To what end?
Change the channel", Haruto muttered, annoyed, to his wife Sora, sitting beside in her own recliner sofa. Sora peered at the buttons on the remote control in her right hand and pressed one of them. The screen changed - but the story was the same, only presented from another angle. Without Haruto prompting, she pressed again to jump to a different station, and the same story came up, another anchor reporting. "It seems this is all that we have on TV this evening," she murmured.
The big news was that a Japanese female tourist had died, along with others, in a terrorist attack in France. The Japanese media was covering the tragedy around the clock in agonizing and comprehensive detail - all centered on the young woman. The TV anchors were orchestrating live feeds, interviews, and commentaries - providing their viewers everything they could possibly wish to know about her - Who was she? How were her grades in school? What did the neighbors think of her? The job she did at the supermarket? The train she took to work? Her favorite sports team? Did she have a boyfriend? Why had she chosen to visit France? Was she travelling by herself or with friends? When will her body be returned to Japan? What is the status of the funeral arrangements? Has the foreign ministry issued a statement? Have the parents said anything yet? Do the authorities know who the attackers are?
Yes -- to the last question! The TV anchors had announced, in solemn tones, that the French police had confirmed that the mayhem and murder had been caused by a teenage suicide bomber. He is supposed to have said before he detonated the bomb strapped on him that he was doing it for his faith.

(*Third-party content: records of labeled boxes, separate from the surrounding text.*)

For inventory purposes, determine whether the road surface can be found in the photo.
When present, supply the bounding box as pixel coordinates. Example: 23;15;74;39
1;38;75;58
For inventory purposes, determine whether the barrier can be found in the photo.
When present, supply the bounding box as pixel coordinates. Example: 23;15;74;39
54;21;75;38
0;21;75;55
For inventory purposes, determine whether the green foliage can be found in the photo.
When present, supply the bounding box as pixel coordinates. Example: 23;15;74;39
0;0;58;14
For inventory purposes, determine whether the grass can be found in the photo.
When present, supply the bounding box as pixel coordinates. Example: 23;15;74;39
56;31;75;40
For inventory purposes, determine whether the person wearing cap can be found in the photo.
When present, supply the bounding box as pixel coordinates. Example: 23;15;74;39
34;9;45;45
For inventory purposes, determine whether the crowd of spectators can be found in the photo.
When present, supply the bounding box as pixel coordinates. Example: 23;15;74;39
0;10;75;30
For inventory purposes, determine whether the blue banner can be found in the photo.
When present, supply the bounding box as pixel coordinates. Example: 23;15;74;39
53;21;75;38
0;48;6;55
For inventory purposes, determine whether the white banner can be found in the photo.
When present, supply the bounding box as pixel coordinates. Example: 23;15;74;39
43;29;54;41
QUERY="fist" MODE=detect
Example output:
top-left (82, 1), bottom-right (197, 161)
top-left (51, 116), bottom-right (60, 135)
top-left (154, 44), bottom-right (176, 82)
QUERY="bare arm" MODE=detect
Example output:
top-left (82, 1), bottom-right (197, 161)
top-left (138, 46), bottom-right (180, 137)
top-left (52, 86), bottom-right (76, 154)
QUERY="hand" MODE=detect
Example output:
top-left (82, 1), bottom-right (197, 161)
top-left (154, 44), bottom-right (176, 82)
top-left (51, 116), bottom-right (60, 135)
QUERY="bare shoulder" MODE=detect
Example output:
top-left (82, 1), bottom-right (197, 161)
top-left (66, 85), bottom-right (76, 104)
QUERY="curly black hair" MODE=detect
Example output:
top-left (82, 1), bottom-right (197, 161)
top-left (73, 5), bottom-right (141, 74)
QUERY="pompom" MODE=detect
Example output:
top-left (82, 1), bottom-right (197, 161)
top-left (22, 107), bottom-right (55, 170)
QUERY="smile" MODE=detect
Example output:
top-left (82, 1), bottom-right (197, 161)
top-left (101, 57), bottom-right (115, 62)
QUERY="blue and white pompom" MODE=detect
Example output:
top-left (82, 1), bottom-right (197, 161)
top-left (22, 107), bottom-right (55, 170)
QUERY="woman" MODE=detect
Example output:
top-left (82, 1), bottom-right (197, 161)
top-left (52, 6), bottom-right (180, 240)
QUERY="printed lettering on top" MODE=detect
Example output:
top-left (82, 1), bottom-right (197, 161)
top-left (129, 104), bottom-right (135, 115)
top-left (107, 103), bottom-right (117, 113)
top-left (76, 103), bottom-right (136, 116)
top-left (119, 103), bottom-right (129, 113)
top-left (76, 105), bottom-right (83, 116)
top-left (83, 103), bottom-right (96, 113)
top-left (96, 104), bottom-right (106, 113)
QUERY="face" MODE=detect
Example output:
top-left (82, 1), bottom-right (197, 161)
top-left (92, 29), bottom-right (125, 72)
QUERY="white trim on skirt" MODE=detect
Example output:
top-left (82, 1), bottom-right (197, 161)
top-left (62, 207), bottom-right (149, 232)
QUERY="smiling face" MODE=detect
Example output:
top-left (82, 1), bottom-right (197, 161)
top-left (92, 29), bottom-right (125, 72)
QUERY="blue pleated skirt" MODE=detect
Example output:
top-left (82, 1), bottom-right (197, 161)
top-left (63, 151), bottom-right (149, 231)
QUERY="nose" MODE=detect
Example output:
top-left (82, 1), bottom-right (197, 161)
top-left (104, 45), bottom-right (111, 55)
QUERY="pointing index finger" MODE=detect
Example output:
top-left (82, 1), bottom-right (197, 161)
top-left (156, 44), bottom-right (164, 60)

That was when Haruto told his wife of 60 years to change the channel on the TV.
Sora turned the TV off. Both sat side by side in silence for a few minutes in their separate chairs as the setting sun behind the peaks of the Japanese Alps cast long shadows on their small village, the scene visible through the large glass windows in their living room. Far away from the cities and the troubles of the world, this was a quiet place, inhabited by aging farmers and old retirees like Haruto and Sora.
Soraarose, adjusted her dressing gown, tightened the sash around her waist, and slipped her feet into the rubber soled plain cotton slippers. Standing up, she extended her right hand to Haruto beckoning him to get up too. "Let us go for a walk in the garden and see the stars come out. You will feel better."
Haruto, ignored his wife's offer of assistance, and instead pulled himself up from the chair, grasped the metal walking stick beside it, and shuffled towards the front door with his wife just behind. He mumbled irritably, "Why do they do it?" The TV story was bothering him, especially the news coverage. An anonymous sales clerk from an obscure small town in Japan was now the center of global attention - 15 minutes of fame brought about in the most horrific of manner. Sora tried to reassure, "Some things don't seem to change. Every generation needs to learn their own lessons."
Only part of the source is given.